In a separate announcement, Databricks unveiled LakehouseIQ, a new offering that utilizes a pre-built LLM designed to enable customers to explore and query data they have stored in their Delta Lakehouse.
According to Databricks, LakehouseIQ functions as a knowledge engine that understands specific details about a company by learning it from the company’s assets, including schemas, documents, queries, popularity, lineage, notebooks, and BI dashboards.
“The engine understands their unique business jargon and context to more accurately interpret the intent of the question, and can even generate additional insights that could spur new questions or lines of thinking,” the company says in a press release.
Databricks is focused on democratizing data and AI, and LakehouseIQ fits right into that plan. By enabling people to use natural language to explore and query their data, it lowers the need for folks with advanced analysis and SQL skills. LakehouseIQ plugs into Unity Catalog, providing integrated governance and access control.

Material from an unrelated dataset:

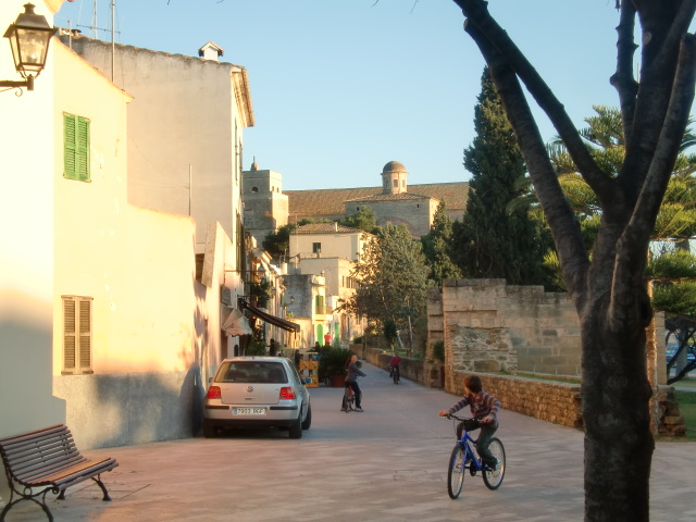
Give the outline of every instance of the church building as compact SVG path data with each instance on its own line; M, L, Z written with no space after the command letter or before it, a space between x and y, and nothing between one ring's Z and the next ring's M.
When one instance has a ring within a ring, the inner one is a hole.
M254 161L251 170L244 172L245 226L260 244L273 226L277 229L282 224L303 219L341 221L361 207L369 207L377 225L402 224L418 238L430 232L440 201L445 201L452 221L461 220L467 211L469 184L465 182L409 185L408 172L398 161L389 161L380 175L381 184L376 187L285 190L282 195L287 197L287 214L275 215L274 210L281 210L283 206L271 203L281 194L266 187L281 186L282 175L260 171ZM253 183L247 183L247 179L253 179ZM257 187L256 191L253 187ZM253 219L247 220L247 216Z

“LakehouseIQ solves two of the biggest challenges that businesses face in using AI: getting employees the right data while staying compliant and keeping data private when it should be,” Ghodsi said in a press release. “It alleviates time-strapped engineers, eases the burden of data management, and empowers employees to take advantage of the AI revolution without jeopardizing the company’s proprietary information.”
LakehouseIQ is currently in preview.